8 thoughts on “Business Musings: The Research (Part Two) AI Audio

  1. Hi Kris, I’ve been looking at the D2D Apple Audio TOS, and two things stand out to me:

    For each Chosen Work, in addition to the rights otherwise granted under the D2D Terms, you grant Draft2Digital the worldwide, nonexclusive, and sublicenseable right and license to:
    Use, copy, modify, reproduce, distribute, translate, transmit, display and make derivative works of those Works and Related Materials as Audiobooks, as well as the right and license to retain a copy of each such Audiobook and corresponding Related Materials and distribute, sell and offer for sale such Audiobooks, in whole or in part, by all means now known or later developed, and in all languages and formats; and
    Market the Works as Audiobooks,…”

    So they want derivative rights. All derivative rights? I.e. a rights grab? This would allow D2D to license out, for instance, video game rights based on the audiobook content. There are so many derivative rights, it seems like I’d be giving away the farm for the pleasure of having my book AI-narrated for free.
    They are also grabbing translation rights, so this would be a worldwide license.

    Also:
    ” You shall have no right, title, or interest in the Audiobooks nor any of the technology or intellectual property rights used to create Audiobooks from Your Works.”

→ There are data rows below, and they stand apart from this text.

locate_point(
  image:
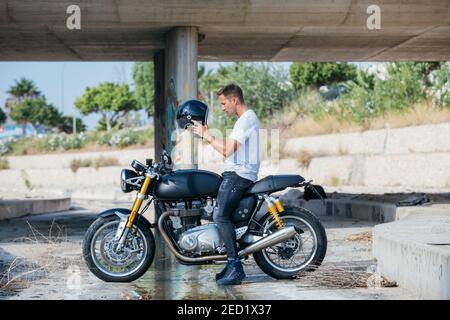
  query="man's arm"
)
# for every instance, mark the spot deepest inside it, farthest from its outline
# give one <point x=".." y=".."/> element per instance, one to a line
<point x="225" y="148"/>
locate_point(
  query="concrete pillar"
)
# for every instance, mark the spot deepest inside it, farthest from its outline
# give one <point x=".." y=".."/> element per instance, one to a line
<point x="180" y="84"/>
<point x="160" y="106"/>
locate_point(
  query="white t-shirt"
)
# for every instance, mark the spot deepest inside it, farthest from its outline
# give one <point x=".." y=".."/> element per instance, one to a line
<point x="245" y="160"/>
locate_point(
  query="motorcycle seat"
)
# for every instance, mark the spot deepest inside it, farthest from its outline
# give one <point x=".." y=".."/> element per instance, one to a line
<point x="272" y="183"/>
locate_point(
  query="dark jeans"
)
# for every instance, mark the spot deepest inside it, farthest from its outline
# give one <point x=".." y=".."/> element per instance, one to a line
<point x="230" y="192"/>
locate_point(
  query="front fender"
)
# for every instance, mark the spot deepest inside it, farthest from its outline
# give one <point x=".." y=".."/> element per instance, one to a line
<point x="111" y="212"/>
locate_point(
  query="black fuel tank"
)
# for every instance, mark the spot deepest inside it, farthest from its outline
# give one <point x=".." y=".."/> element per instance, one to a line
<point x="188" y="184"/>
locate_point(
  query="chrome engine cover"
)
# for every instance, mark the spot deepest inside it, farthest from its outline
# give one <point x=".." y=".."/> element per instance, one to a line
<point x="202" y="239"/>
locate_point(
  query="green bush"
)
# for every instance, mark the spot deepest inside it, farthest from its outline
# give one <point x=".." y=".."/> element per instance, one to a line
<point x="400" y="90"/>
<point x="65" y="142"/>
<point x="4" y="164"/>
<point x="101" y="161"/>
<point x="440" y="89"/>
<point x="126" y="137"/>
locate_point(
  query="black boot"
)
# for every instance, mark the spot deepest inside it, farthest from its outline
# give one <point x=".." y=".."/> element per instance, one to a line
<point x="222" y="273"/>
<point x="234" y="273"/>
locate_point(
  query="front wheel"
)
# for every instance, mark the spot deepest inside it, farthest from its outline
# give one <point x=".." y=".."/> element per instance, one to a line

    This is not the same as producing an audio on ACX and then having rights to that audio 7 years later. Even though the license is non-exclusive, it smells a whole lot like a sale. Unless, of course, I take the audio down after the period of “more than 6 months on the market” expires. If I am unfortunate, D2D might have sublicensed some of my rights out already and I don’t see a reversal mechanism in that very short contract.

    Am I reading this right or am I just being paranoid? I did write to D2D, pointed out my concerns, and requested changes to the TOS. Meanwhile I uploaded a gay romance trilogy that would be hard to exploit for gaming content, just because I was terribly curious how it comes out. (A gambit, I know. Perhaps an unwise one.)

  2. Hi Kris, I’ve been looking at the D2D Apple Audio TOS, and two things stand out to me:

    For each Chosen Work, in addition to the rights otherwise granted under the D2D Terms, you grant Draft2Digital the worldwide, nonexclusive, and sublicenseable right and license to:
    Use, copy, modify, reproduce, distribute, translate, transmit, display and make derivative works of those Works and Related Materials as Audiobooks, as well as the right and license to retain a copy of each such Audiobook and corresponding Related Materials and distribute, sell and offer for sale such Audiobooks, in whole or in part, by all means now known or later developed, and in all languages and formats; and
    Market the Works as Audiobooks,…”

    So they want derivative rights. All derivative rights? I.e. a rights grab? This would allow D2D to license out, for instance, video game rights based on the audiobook content. There are so many derivative rights, it seems like I’d be giving away the farm for the pleasure of having my book AI-narrated for free.
    They are also grabbing translation rights, so this would be a worldwide license.

    Also:
    ” You shall have no right, title, or interest in the Audiobooks nor any of the technology or intellectual property rights used to create Audiobooks from Your Works.”

    This is not the same as producing an audio on ACX and then having rights to that audio 7 years later. Even though the license is non-exclusive, it smells a whole lot like a sale. Unless, of course, I take the audio down after the period of “more than 6 months on the market” expires. If I am unfortunate, D2D might have sublicensed some of my rights out already and I don’t see a reversal mechanism in that very short contract.

    Am I reading this right or am I just being paranoid?

    1. It is impossible to know the answer to your question, Kate, without reading the entire TOS. As I say all the time a contract is one long agreement. You can’t cherry pick parts and get an answer. I do think the key phrase here though is “as Audiobooks”

  3. If you haven’t already, you might want to check out Blakify. I got it for a one time payment on Appsumo and the voices are decent. Full commercial rights are included with the purchase. Some of the voices are… not great, but there are a handful that I like. I’m experimenting with AI audio on Youtube so this is a nice resource for me.

  4. I’m playing with Google AI now. It’s got the option to slow narration and edit pronunciation but it isn’t working for everything. On things like tear/tear it will give you the two common options and you can apply a pronunciation to a single word or the entire manuscript. But for my made up words in my fantasy story it’s a bit harder. The options are written out phonetically, and sometimes they don’t work. It says you can speak/record a word, but I haven’t gotten that to work yet either. I need to figure out where to get those phonetic characters so I can build the right sound.

    And it really doesn’t understand hmm. And ellipses. Even when I slow it down as much as it allows, it still sounds too abrupt. I foresee some rewriting for some of my more cryptic characters.

    But it’s free. So it seems like a reasonable experiment.

  5. I’d be less concerned about Google changing to charge for audio, than Google shutting down their AI program or replacing it with something differently inconvenient.

    Sure, you can roll with that change and it won’t destroy existing recordings. But they can’t even keep their *chat* service consistent year-to-year.

    But that’s the story of our whole business, isn’t it? Adapt, flow, and persist.